Scalability is challenged not only by physical package limits but by communication-induced bottlenecks. Empirical analysis recommends that GPU chiplet arrays be capped at ≈3×3, unless advanced interconnects (hierarchical, wireless, photonic) are present, as NoP latency otherwise dominates and ρ(N) = T_comm(N) / T_compute>1 beyond N≥9 (Musavi et al., 2024). For large scale systems, non-grid chiplet arrangements such as HexaMesh reduce network diameter up to 42% and improve bisection bandwidth by 130% compared to 2D grids, delivering 19% lower zero-load packet latency and 34% higher throughput (Iff et al., 2022).
7. Performance, Efficiency, and Design Guidelines
Sustained performance under realistic data-intensive workloads depends on exploiting NUMA locality, minimizing remote memory and cache accesses, and balancing on-package communication. In MI300X, mapping strategies that maximize local cache utilization and align computation to chiplet-resident memory yield up to 50% higher throughput and L2 hit rates of 80–97% in multi-head attention (Choudhary et al., 3 Nov 2025).

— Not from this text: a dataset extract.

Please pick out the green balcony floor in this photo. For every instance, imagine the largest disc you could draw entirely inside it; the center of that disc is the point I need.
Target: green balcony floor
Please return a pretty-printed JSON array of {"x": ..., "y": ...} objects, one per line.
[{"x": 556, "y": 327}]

System-level simulation and proxy-based design space exploration show that moderate chiplet counts, aggressive workload-to-chiplet mapping (e.g., co-locating multicast-intensive layers), and careful buffer sizing are key to energy-delay optimization (Cai et al., 2023, Iff et al., 2023). On irregular and sparse workloads, architectures like the Occamy dual-chiplet RISC-V system sustain linear scaling (1.95× speedup from 1→2 chiplets) with only 5% D2D overhead and achieve high FPU utilization (83% on stencils) (Paulin et al., 2024).
Practically, best-in-class multi-chiplet GPU architectures apply:
- NUMA-aware software kernel mapping for locality,
- Moderate chiplet granularity (2–4 per die) for yield/bandwidth trade-off,
- Hierarchical/hybrid NoP topologies for multicast-dominated workloads,
- Thermal/mechanical co-design, especially with glass interposers,
- Proxy-driven fast design exploration to evaluate packaging, scalability, and system power.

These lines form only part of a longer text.